Graham John Reid (born 9 April 1964) is a former Australian field hockey player who played as a defender and midfielder for the Australian national team. He managed the Indian men's national team that won a bronze medal at the 2020 Summer Olympics.

He was a member of the team that won the silver medal at the 1992 Summer Olympics in Barcelona, Spain. Afterwards he played club hockey for the Dutch top team Amsterdam for two seasons (1993, 1994) returning in 1995 to play the Europa cup.

Reid played 130 internationals for Australia scoring 36 goals including two Olympic Games (1988, 1992), one World Cup (1990) and nine Champions Trophies (1984, 85, 86, 87, 88, 89, 90, 91, and 92). He has also won the Olympians medal (WA Best and Fairest medal) 3 times (1995, 96, and 98) whilst playing for Victoria Park Panthers.

He wasan inaugural member of the Australian Institute of Sport (AIS) hockey unit in Perth, Western Australia in 1984 and despite stints back in Queensland, Amsterdam and Bangalore, Reid has his home in Perth. He and his wife Julia have two children, Scott (1998) and Emma (1997).

==Managerial career==
In 2009, he was appointed assistant coach of the Australian Men's Hockey Team (Kookaburras).
During this time he was given the opportunity to take on the head coach position for the Champions Trophy in Melbourne in 2012. He guided the team to their 5th consecutive Champions Trophy gold medal. In October 2013 he was given another opportunity to lead the Kookaburras at the Oceania Cup in Stratford, New Zealand. Here the Kookaburras won the Oceania Cup by defeating New Zealand 5 - 2 in the final and qualified for the 2014 World Cup in Den Haag.
.

In 2014 he and Paul Gaudoin co-coached the Kookaburras to a gold medal at the Commonwealth Games in Glasgow. In September 2014 he was announced as the head coach of the Kookaburras following the retirement of Ric Charlesworth.

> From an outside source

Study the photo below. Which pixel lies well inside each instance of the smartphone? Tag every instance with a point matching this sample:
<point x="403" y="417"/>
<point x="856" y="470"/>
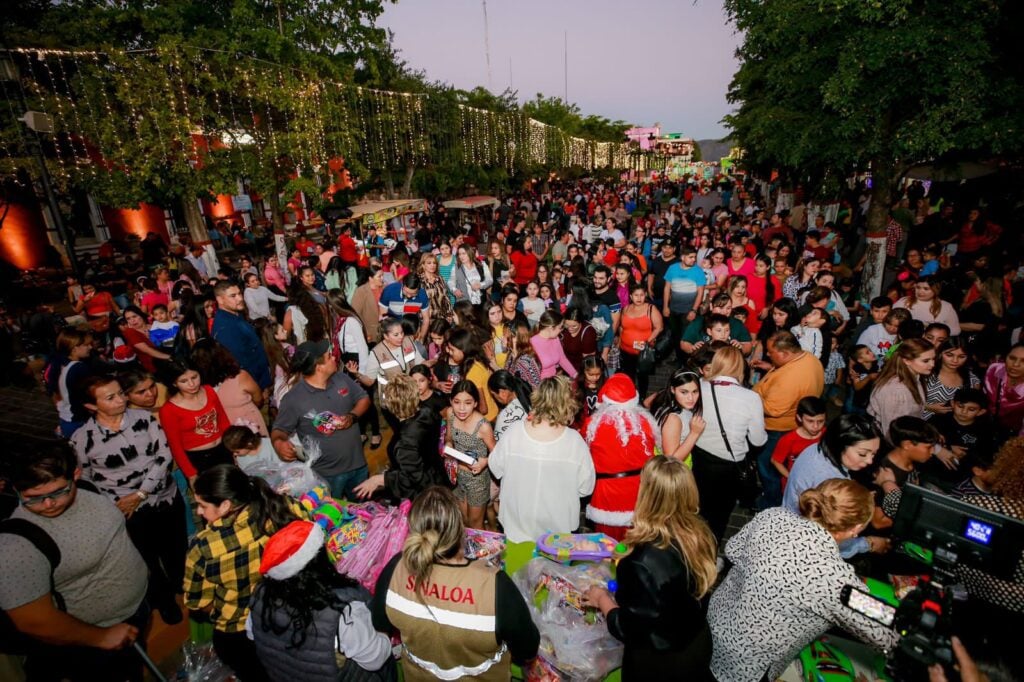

During 2015 the Kookaburras continued their successful reign as world number 1 with qualification for the 2016 Rio Olympics by winning the World League Semi-Final tournament in Antwerp after beating Belgium after the final whistle. The World League final was held in December 2015 in Raipur, India. Australia again was victorious in the final of this competition defeating Belgium again, capturing the only World title to have eluded Australia.

On 21 November 2015 Graham was inducted into the Queensland Hockey Hall of Fame.

In the Olympic year, the Kookaburras won the 14th Champions Trophy held in London in June 2016. It was Reid's 2nd Champions Trophy title as head coach. It finished controversially after Australia defeated India in the final after sudden death penalty shootouts (3-1).

After the 2016 Summer Olympics, he stepped down as the Australia head coach and in 2017 he became the head coach of his former club Amsterdam and the assistant coach of the Dutch national team. In March 2019, he was dismissed as Amsterdam coach after an 8–2 loss to HGC in the league and alleged interest from the Indian national team for his services.

== Coach of Indian men's team ==
In April 2019 he was appointed as the head coach of the Indian national team, which also meant he had to leave his position as assistant coach of the Dutch national team.

At the Tokyo Olympics, under his coaching, the Indian team won the bronze medal, defeating Germany in the bronze-medal match. It was India's first podium finish in field hockey after the 1980 Olympics.

He was the coach at the 2021 Men's FIH Hockey Junior World Cup held in Bhubaneswar where the team finished fourth.

He stepped down as Indian men's hockey team chief coach following poor performance of Indian team in 2023 Men's FIH Hockey World Cup. He is holding the record for longest service coach of Indian National Hockey Team.